Friday, June 14, 2013

One Plus One Doesn’t Always Equal Two

At some point in your writing career, you may have entertained the thought of collaborating with someone on a book or other writing project. Collaboration can take two forms—working with  another writer or working with someone who’s an expert in a particular subject area.

Writers, agents, and editors all feel strongly one way or the other about collaboration, depending on whether their own experiences with collaborators have been positive or negative.  Rule Number One: Consider what may lie ahead before you get involved.

If you collaborate with a friend, you can ruin your friendship. Or it can be the stimulating experience that keeps both of you working at top form. Looking at collaboration from a strictly business point of view, there are advantages—pooling resources, contacts, and efforts. However, you’ll also need to share the proceeds whether they’re good or bad. 

Before starting work on a collaboration project, draw up a contract specifying who will do what kind of work, how moneys are to be divided, and so on. You’ll both need to think out this agreement thoroughly. After all, it will be a legally binding agreement. If it’s for the long term, you should discuss it with your accountant, lawyer, or agent to help iron out any negative parts prior to signing. Be sure to include a buy-out or phase-out clause in case you or your partner have a change of heart.
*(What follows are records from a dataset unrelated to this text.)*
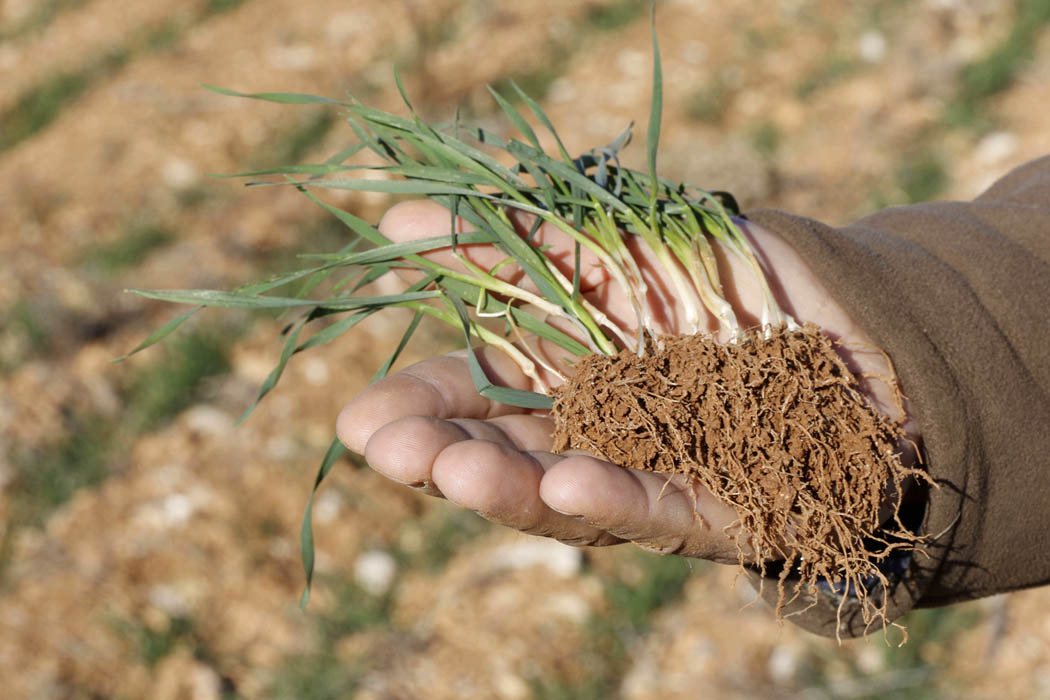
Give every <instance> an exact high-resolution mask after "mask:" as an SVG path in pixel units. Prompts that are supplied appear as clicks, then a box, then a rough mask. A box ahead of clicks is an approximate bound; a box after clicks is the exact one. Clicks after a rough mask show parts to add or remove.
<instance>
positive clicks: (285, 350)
mask: <svg viewBox="0 0 1050 700" xmlns="http://www.w3.org/2000/svg"><path fill="white" fill-rule="evenodd" d="M306 323H307V321H306V319H303V320H301V321H299V322H298V323H297V324H295V328H294V330H293V331H292V332H291V333H289V334H288V337H287V338H285V346H283V347H282V348H281V351H280V359H278V360H277V366H276V367H274V368H273V369H272V370H271V372H270V374H269V376H267V378H266V381H264V382H262V385H261V386H260V387H259V391H258V395H257V396H256V397H255V401H253V402H252V403H251V405H250V406H248V408H246V409H245V411H244V412H243V413H241V415H240V418H238V419H237V425H240V424H241V423H244V422H245V421H247V420H248V417H249V416H251V415H252V411H254V410H255V407H256V406H257V405H259V402H260V401H262V399H264V398H265V397H266V395H267V394H269V393H270V391H271V390H272V389H273V387H274V386H276V385H277V381H278V380H279V379H280V376H281V375H282V374H283V373H285V367H286V366H287V365H288V360H289V358H291V357H292V354H293V353H295V347H296V345H297V344H298V342H299V334H301V333H302V328H303V326H304V325H306Z"/></svg>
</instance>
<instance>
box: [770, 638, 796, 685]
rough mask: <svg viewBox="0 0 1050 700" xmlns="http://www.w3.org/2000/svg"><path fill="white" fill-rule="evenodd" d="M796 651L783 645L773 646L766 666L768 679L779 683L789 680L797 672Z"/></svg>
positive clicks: (793, 649)
mask: <svg viewBox="0 0 1050 700" xmlns="http://www.w3.org/2000/svg"><path fill="white" fill-rule="evenodd" d="M798 661H799V659H798V651H796V650H795V649H793V648H791V646H785V645H779V646H775V648H774V649H773V652H772V653H771V654H770V660H769V662H768V665H766V669H768V670H769V673H770V678H772V679H773V680H775V681H777V682H780V683H782V682H785V681H789V680H791V679H792V678H794V677H795V674H796V673H797V672H798Z"/></svg>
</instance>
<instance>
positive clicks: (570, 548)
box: [489, 537, 583, 578]
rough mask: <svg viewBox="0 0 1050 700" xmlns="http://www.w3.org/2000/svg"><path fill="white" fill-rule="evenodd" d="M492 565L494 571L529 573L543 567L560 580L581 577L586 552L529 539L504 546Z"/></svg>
mask: <svg viewBox="0 0 1050 700" xmlns="http://www.w3.org/2000/svg"><path fill="white" fill-rule="evenodd" d="M489 565H490V566H491V567H492V568H493V569H527V568H529V567H534V566H543V567H546V568H547V569H549V570H550V572H551V573H552V574H554V575H555V576H559V577H561V578H569V577H570V576H574V575H576V574H577V573H580V568H581V567H582V566H583V552H582V551H581V550H580V549H577V548H575V547H570V546H568V545H563V544H562V543H560V542H558V540H554V539H546V538H540V537H534V538H529V539H526V540H523V542H517V543H513V544H510V545H504V546H502V547H500V548H499V549H497V550H496V551H493V552H492V555H491V559H490V560H489Z"/></svg>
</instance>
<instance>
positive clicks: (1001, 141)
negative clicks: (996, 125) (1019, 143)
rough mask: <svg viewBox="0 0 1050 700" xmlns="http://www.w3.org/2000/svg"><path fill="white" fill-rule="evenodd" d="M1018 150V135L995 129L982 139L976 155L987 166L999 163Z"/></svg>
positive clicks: (981, 163) (978, 145) (975, 150)
mask: <svg viewBox="0 0 1050 700" xmlns="http://www.w3.org/2000/svg"><path fill="white" fill-rule="evenodd" d="M1016 150H1017V136H1015V135H1014V134H1012V133H1010V132H1009V131H994V132H992V133H989V134H988V135H987V136H985V137H984V139H982V140H981V142H980V143H979V144H978V146H976V150H975V152H974V157H976V160H978V162H980V163H981V164H982V165H985V166H993V165H999V164H1000V163H1002V162H1003V161H1005V160H1006V158H1008V157H1010V156H1011V155H1013V154H1014V153H1015V152H1016Z"/></svg>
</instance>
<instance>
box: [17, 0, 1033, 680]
mask: <svg viewBox="0 0 1050 700" xmlns="http://www.w3.org/2000/svg"><path fill="white" fill-rule="evenodd" d="M730 4H731V3H715V2H709V1H697V0H689V1H687V0H677V1H676V0H663V1H661V2H658V3H657V22H658V28H659V37H660V42H661V48H663V54H664V71H665V76H666V81H667V97H666V107H665V130H664V140H663V142H661V153H660V160H661V164H663V166H661V168H663V169H664V171H665V172H666V173H667V174H668V175H670V176H674V177H682V178H687V179H689V181H691V182H695V183H698V184H700V185H703V186H708V187H712V188H717V189H730V190H732V191H734V192H735V193H736V195H737V197H738V198H739V199H740V201H741V203H742V204H743V206H744V208H745V209H747V208H752V207H759V206H774V207H780V208H784V209H789V210H792V211H795V212H798V213H801V214H805V215H811V216H814V217H817V218H820V219H822V220H825V221H827V222H832V224H839V222H845V221H848V220H850V219H853V218H856V217H858V216H860V215H863V214H864V213H867V212H870V211H873V210H875V209H877V208H879V207H883V206H890V205H896V204H905V203H908V201H915V200H922V199H927V198H949V197H970V196H973V195H974V194H975V193H978V192H979V191H980V190H981V189H982V188H983V187H984V186H986V185H987V184H988V183H989V182H990V181H991V179H992V178H994V177H995V176H997V175H999V174H1002V173H1004V172H1006V171H1007V170H1008V169H1009V168H1011V167H1013V166H1015V165H1017V164H1020V163H1023V162H1024V161H1026V160H1028V158H1029V157H1032V156H1035V155H1038V154H1043V153H1046V152H1050V128H1048V126H1050V123H1048V118H1047V116H1046V108H1045V106H1046V105H1047V104H1050V30H1045V27H1046V26H1047V21H1048V19H1050V3H1048V2H1047V1H1046V0H1018V1H1017V2H1010V3H1003V2H993V1H991V0H927V1H924V2H912V3H901V2H897V1H895V0H882V1H879V2H867V3H853V2H850V3H843V2H832V1H831V0H792V1H791V2H780V1H777V2H774V1H772V0H761V1H758V2H752V3H747V4H737V5H732V6H728V5H730ZM646 5H647V3H643V2H636V1H627V0H602V1H598V0H592V1H587V2H579V1H572V2H566V1H564V0H561V1H554V0H539V1H537V2H528V3H523V2H503V1H498V2H492V1H486V2H481V1H478V0H426V1H412V0H404V1H393V0H391V1H387V2H382V3H380V2H377V1H376V0H358V1H348V0H340V1H335V0H310V1H309V2H299V3H288V2H281V1H280V0H192V1H191V2H186V1H183V2H173V1H170V0H152V1H151V2H146V3H127V2H120V1H118V0H0V86H2V87H0V257H2V259H3V262H2V264H0V542H2V546H0V629H2V630H3V634H0V678H3V679H4V687H5V694H9V697H26V698H53V697H58V698H96V697H107V698H108V697H127V698H138V697H153V698H218V697H224V698H225V697H231V698H232V697H245V698H255V697H274V698H341V697H360V698H377V699H378V698H462V697H478V698H489V697H491V698H508V699H519V698H530V697H535V698H605V697H624V698H637V699H643V698H657V697H659V698H694V697H728V698H732V697H804V698H811V697H812V698H855V697H873V696H876V697H883V696H885V697H895V698H896V697H916V698H930V697H942V696H943V697H960V696H966V697H988V698H1031V697H1050V592H1048V591H1046V590H1034V591H1028V592H1022V593H1016V594H1013V595H1010V596H1004V597H997V598H992V599H987V600H982V601H976V602H973V603H969V604H966V606H960V607H957V608H952V609H946V610H938V611H923V612H918V613H915V614H912V615H910V616H909V617H908V618H907V619H906V620H905V621H906V623H907V624H908V627H909V630H910V634H911V641H910V642H909V643H908V644H907V645H906V646H904V648H902V649H897V648H894V646H888V645H886V644H884V643H883V642H882V640H881V638H880V637H879V636H878V635H875V636H874V637H873V638H869V639H867V640H858V641H849V642H845V643H843V644H842V645H841V646H839V645H836V644H835V642H834V641H829V640H824V639H818V638H814V637H811V636H808V635H806V634H804V633H801V632H799V631H798V630H797V629H794V628H793V627H791V624H790V623H789V624H784V625H778V624H777V623H776V622H775V621H774V620H773V618H772V615H771V613H770V612H769V611H768V610H766V609H764V608H762V606H760V604H758V603H756V604H753V606H750V607H748V603H749V602H751V601H752V598H753V594H752V592H751V591H750V590H749V589H748V588H747V586H745V584H744V582H743V581H742V580H741V581H737V580H736V579H735V576H734V572H733V571H732V570H731V569H726V568H719V567H715V566H708V565H705V564H703V563H699V561H686V560H681V559H677V558H674V557H656V556H653V555H648V554H644V553H642V552H638V551H634V550H631V549H629V548H626V547H621V548H612V549H608V550H575V549H571V548H568V547H564V546H561V545H558V544H553V543H550V542H545V540H540V539H535V538H532V537H528V536H525V535H520V534H516V533H511V532H507V531H503V530H500V529H497V528H492V527H490V526H487V525H486V524H485V523H483V522H482V521H480V519H479V518H477V517H476V516H475V515H474V514H471V513H462V512H458V511H457V510H456V509H454V508H451V507H449V506H448V505H447V504H445V503H443V502H436V501H429V500H425V499H424V497H422V496H418V495H417V494H415V493H411V492H406V490H404V489H399V488H395V487H394V486H393V485H391V484H388V483H386V482H385V481H383V480H381V479H379V478H377V476H376V475H374V474H373V473H372V472H371V471H369V470H367V469H365V468H361V465H360V464H359V462H357V461H355V460H352V459H348V460H344V461H343V462H342V463H340V464H339V465H338V468H337V469H336V470H335V471H334V472H333V475H332V478H331V480H330V482H328V483H327V484H325V485H324V487H323V488H322V490H321V492H320V493H319V496H318V500H317V501H316V504H315V526H316V532H317V539H318V559H317V566H318V581H317V586H316V588H315V592H314V597H313V600H312V602H311V604H310V608H309V610H308V612H307V613H301V612H299V610H298V608H297V604H296V603H297V599H298V594H299V592H300V590H301V586H302V579H301V573H300V567H299V561H298V557H299V548H298V526H299V521H300V517H301V514H302V510H303V507H304V505H306V502H307V497H308V495H309V492H310V487H311V485H312V481H313V476H314V472H315V469H316V467H317V464H318V463H319V460H320V458H321V455H322V454H323V452H324V449H325V447H327V446H328V444H329V442H330V440H331V438H332V434H333V424H334V417H335V415H336V412H337V411H338V409H339V407H340V406H341V404H342V403H343V402H344V401H345V400H346V399H348V397H350V396H352V395H353V394H354V393H355V391H356V390H358V389H359V388H360V387H362V386H363V385H364V384H365V383H366V382H367V380H369V378H370V377H371V376H372V374H373V373H374V372H375V368H376V367H377V366H378V365H379V364H380V363H381V362H382V360H383V358H384V357H386V355H388V353H390V351H391V349H392V348H393V347H394V346H395V344H396V342H397V339H398V336H399V334H400V332H401V327H402V326H403V324H404V323H405V322H406V319H405V318H403V317H400V316H397V315H396V314H395V315H394V316H392V317H388V318H375V319H373V321H370V322H369V323H367V324H363V325H362V326H360V327H359V328H358V330H356V331H355V332H354V334H353V335H352V336H351V337H348V338H344V339H343V340H342V341H340V342H338V343H333V344H331V345H328V346H324V347H321V348H318V349H317V351H316V352H311V353H308V354H304V355H303V356H301V357H297V358H295V360H293V362H292V363H291V364H290V365H289V368H288V372H287V376H286V377H285V379H283V380H282V381H281V384H280V386H279V387H278V388H277V390H276V391H274V393H273V395H271V396H270V397H268V398H267V399H266V400H265V401H264V402H262V403H261V404H260V405H259V407H258V409H257V410H256V411H255V412H254V415H253V416H252V417H251V418H250V420H248V421H247V422H245V423H244V424H241V425H239V426H234V423H235V422H236V419H237V418H238V417H239V415H240V413H241V411H244V409H245V408H246V407H247V406H248V405H250V404H251V402H252V400H253V398H254V395H255V393H256V390H257V387H258V385H259V383H260V382H261V381H262V380H264V379H265V378H266V376H267V374H268V373H269V372H270V369H271V367H272V366H273V364H274V362H275V361H276V359H277V357H278V354H279V345H278V344H277V333H278V331H279V328H280V320H279V319H274V318H272V317H258V316H249V315H247V314H227V315H220V314H213V315H210V316H205V315H199V316H198V317H196V318H195V319H194V322H192V323H191V324H189V327H188V330H186V331H185V332H181V334H180V335H178V336H177V337H176V338H175V339H174V340H172V341H170V342H168V343H167V344H166V345H164V346H161V347H155V348H151V349H150V351H147V352H146V353H143V354H141V355H137V356H134V357H133V358H131V359H130V360H128V361H126V362H124V363H120V364H112V363H111V362H110V360H111V359H113V358H116V357H119V356H121V355H123V354H124V353H126V352H127V351H128V349H130V348H131V347H133V346H134V345H135V344H137V343H138V342H139V341H141V340H142V339H143V338H144V337H146V336H147V335H148V334H149V333H150V332H151V331H152V330H153V328H155V327H158V326H159V325H160V324H162V323H164V322H165V321H166V320H167V319H169V318H171V317H172V316H173V315H174V313H175V311H174V310H173V309H171V307H168V306H166V305H164V304H158V303H154V302H148V301H145V300H143V299H141V298H139V297H135V296H132V295H128V294H124V293H123V292H122V290H123V289H125V288H129V287H139V288H172V287H210V288H226V287H230V285H233V284H236V283H238V282H243V281H246V280H249V279H255V278H257V277H259V276H260V275H265V274H268V273H270V272H273V271H275V270H280V269H283V268H287V267H290V266H293V264H295V258H294V255H295V254H296V253H300V252H318V251H320V252H324V251H330V250H334V249H335V248H337V247H339V246H341V245H342V243H343V242H345V240H348V233H346V232H345V231H344V230H342V229H341V228H340V227H339V226H338V225H336V224H334V222H333V221H331V220H330V219H328V218H325V217H324V216H322V215H321V213H320V212H319V211H318V210H317V209H316V208H314V207H312V206H311V205H310V203H308V201H306V200H304V199H303V198H302V197H300V196H299V195H298V194H296V193H294V192H292V191H286V190H280V189H267V190H261V189H252V190H246V189H244V188H241V187H240V186H239V185H237V184H236V183H235V182H234V181H228V179H215V178H210V177H208V173H220V172H233V171H237V170H245V169H249V168H255V167H268V166H275V165H280V164H286V163H292V162H299V163H307V162H316V161H319V160H321V158H323V157H327V156H328V155H330V154H331V153H333V152H335V151H337V150H339V149H340V148H342V147H343V146H344V145H346V144H348V143H350V141H351V140H352V139H351V136H352V134H351V133H350V130H349V129H348V128H346V126H345V125H344V124H342V123H341V122H340V120H339V118H338V114H336V113H333V112H331V111H328V110H324V109H323V108H319V107H282V106H277V105H270V104H264V103H258V102H251V101H243V100H235V99H232V98H226V97H222V96H218V94H215V93H212V92H208V91H206V90H204V89H202V88H201V87H199V85H201V84H202V83H208V84H214V85H220V86H228V87H231V88H236V89H239V90H245V91H253V90H289V91H297V92H312V93H317V94H330V96H340V94H343V93H345V92H346V91H348V90H349V91H352V92H354V93H355V94H357V96H359V97H360V98H362V99H363V100H365V101H367V102H369V103H370V104H374V105H376V106H379V107H383V108H386V109H397V108H398V104H399V100H398V98H397V92H396V90H395V89H394V82H393V69H394V67H398V68H399V69H400V71H401V73H402V75H403V76H404V78H405V84H406V87H407V89H408V91H409V93H412V94H413V96H414V102H415V103H416V105H417V107H419V108H420V109H421V110H422V111H424V112H425V113H426V114H427V115H428V116H430V118H434V119H446V118H448V116H450V115H451V114H453V113H454V111H455V110H456V108H457V107H459V108H461V109H462V110H463V113H464V115H466V116H469V118H470V119H472V120H476V121H482V122H484V123H485V124H486V125H489V126H490V127H492V128H496V129H501V130H506V129H507V126H506V124H505V123H504V122H503V121H502V120H501V118H500V115H499V113H498V109H497V108H495V107H493V105H492V104H491V102H490V101H489V99H488V97H487V92H486V90H485V87H484V86H485V85H486V84H489V83H490V84H495V85H497V86H499V85H505V84H506V82H507V81H508V80H510V79H514V80H518V81H519V82H520V83H521V84H522V85H523V86H525V87H526V89H527V90H528V91H530V92H531V93H532V94H534V96H537V97H541V98H542V100H543V104H544V106H545V108H546V109H547V110H548V113H549V114H550V116H551V118H552V120H553V121H554V123H555V124H558V125H559V128H560V130H561V132H562V135H563V137H564V139H565V141H566V143H567V145H568V147H569V149H570V150H572V151H582V150H585V149H588V148H590V147H593V146H595V145H598V144H603V143H607V142H608V141H611V140H612V139H613V137H615V136H616V135H617V134H618V132H619V131H621V130H622V129H623V128H624V127H625V126H626V125H627V123H629V122H630V121H632V120H634V121H636V122H637V123H639V124H644V123H645V120H646V119H647V115H648V91H649V83H648V72H649V60H650V59H649V56H650V54H649V27H648V22H647V19H646V13H645V12H644V10H645V7H646ZM642 158H644V150H643V149H642V148H640V146H639V145H638V144H635V147H634V149H633V153H631V155H630V156H629V163H630V164H633V165H640V161H642ZM325 196H327V197H329V199H330V200H331V201H333V203H336V204H338V205H340V206H342V207H344V208H348V209H350V210H352V211H354V212H355V213H357V214H358V215H360V216H362V217H364V218H366V219H371V220H375V219H376V218H378V216H379V215H380V214H381V212H382V211H383V208H384V207H385V206H387V205H388V204H390V203H388V201H387V200H385V199H383V198H382V197H376V196H375V195H360V194H358V195H339V194H338V193H331V194H330V195H325ZM455 342H456V339H455V337H454V336H451V335H449V334H448V333H446V332H444V331H442V330H440V328H436V327H434V328H424V331H423V335H422V336H420V337H418V338H417V342H416V343H415V344H414V346H412V347H411V348H409V351H408V352H407V353H406V356H407V357H406V358H405V359H404V361H405V362H408V361H412V360H414V359H419V358H421V357H423V356H426V355H428V354H433V353H437V352H442V351H444V349H447V348H449V347H451V346H454V345H455Z"/></svg>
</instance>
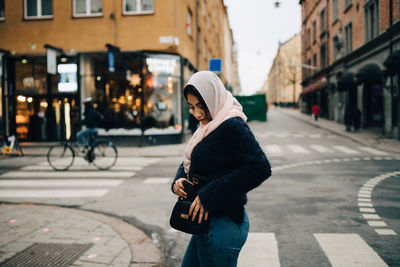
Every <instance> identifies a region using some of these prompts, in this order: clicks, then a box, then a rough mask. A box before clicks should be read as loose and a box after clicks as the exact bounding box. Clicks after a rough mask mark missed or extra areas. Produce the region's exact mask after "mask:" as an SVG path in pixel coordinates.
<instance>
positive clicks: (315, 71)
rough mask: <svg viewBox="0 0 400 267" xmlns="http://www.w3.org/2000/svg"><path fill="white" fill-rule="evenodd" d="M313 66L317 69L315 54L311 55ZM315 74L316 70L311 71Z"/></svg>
mask: <svg viewBox="0 0 400 267" xmlns="http://www.w3.org/2000/svg"><path fill="white" fill-rule="evenodd" d="M313 66H314V67H315V68H316V67H317V54H314V55H313ZM315 72H316V69H313V73H315Z"/></svg>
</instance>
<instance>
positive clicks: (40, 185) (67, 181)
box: [0, 179, 123, 187]
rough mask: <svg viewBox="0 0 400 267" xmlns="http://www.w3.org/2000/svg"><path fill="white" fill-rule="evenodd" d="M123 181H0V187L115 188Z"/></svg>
mask: <svg viewBox="0 0 400 267" xmlns="http://www.w3.org/2000/svg"><path fill="white" fill-rule="evenodd" d="M122 182H123V180H111V179H110V180H106V179H93V180H78V179H67V180H49V179H45V180H29V179H28V180H22V179H18V180H0V187H55V186H63V187H68V186H71V187H72V186H91V187H105V186H117V185H119V184H121V183H122Z"/></svg>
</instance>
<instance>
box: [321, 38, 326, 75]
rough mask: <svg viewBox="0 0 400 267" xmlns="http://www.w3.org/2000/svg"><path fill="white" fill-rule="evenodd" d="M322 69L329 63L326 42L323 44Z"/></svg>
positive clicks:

A collaborative writing effort means two people agree before-hand what kind of contribution each will make to a given work. The problems aren't the same as those involved in ghostwriting for a non-writer—a scientist, a doctor, or any other professional—who wants to have his or her thoughts or discoveries published. But problems will crop up, even though the neither of you has have no inherent disagreement. Each is bound to react differently, for instance, to what an agent or editor or publisher says about a book, for instance—how it looks, what sort of publicity it gets, and so forth.

In most cases, a writer works individually on a piece, thus deciding what should or shouldn’t be included. In a collaboration, each partner will want his or her own say. And each will have more expertise in one job or another.

One, for example, may be better at research and writing the first draft while the other is better at editing, asking for clarification or amplification where needed, making suggestions, cleaning up the language. With two pairs of eyes looking over the manuscript, it should be in much better shape when you finally send it off to a publisher than if just one of you worked on it.

In this type of working arrangement, the second partner, the one not involved with writing the text first, approaches the manuscript cold, and will see and comprehend it as a reader would. If parts are confusing or there are voids, this partner will find them. Also, working with someone else, especially another writer, will force you and your partner to work to higher standards.

A different set of problems may arise when working with an expert in a given field. While the expert may know his or her subject matter, they may not be able to relay it clearly to the reader. As a writer, you’ll be in the best position to accomplish this. However, the expert partner may think they know how to write, based on the academic writing they learned in school. This can and often does create conflicts in writing style. Let’s face it, the style of writing you work with as a professional writer is often very different than what’s used by academics. You won’t be producing a thesis, but your partner may approach the project as if you are.

Before you make any final decision about collaborating, be certain you've evaluated your own most important needs. If your analysis shows that two heads are better than one, go for it. But if your intuition tells you that you may run into more problems than collaboration is worth, back off.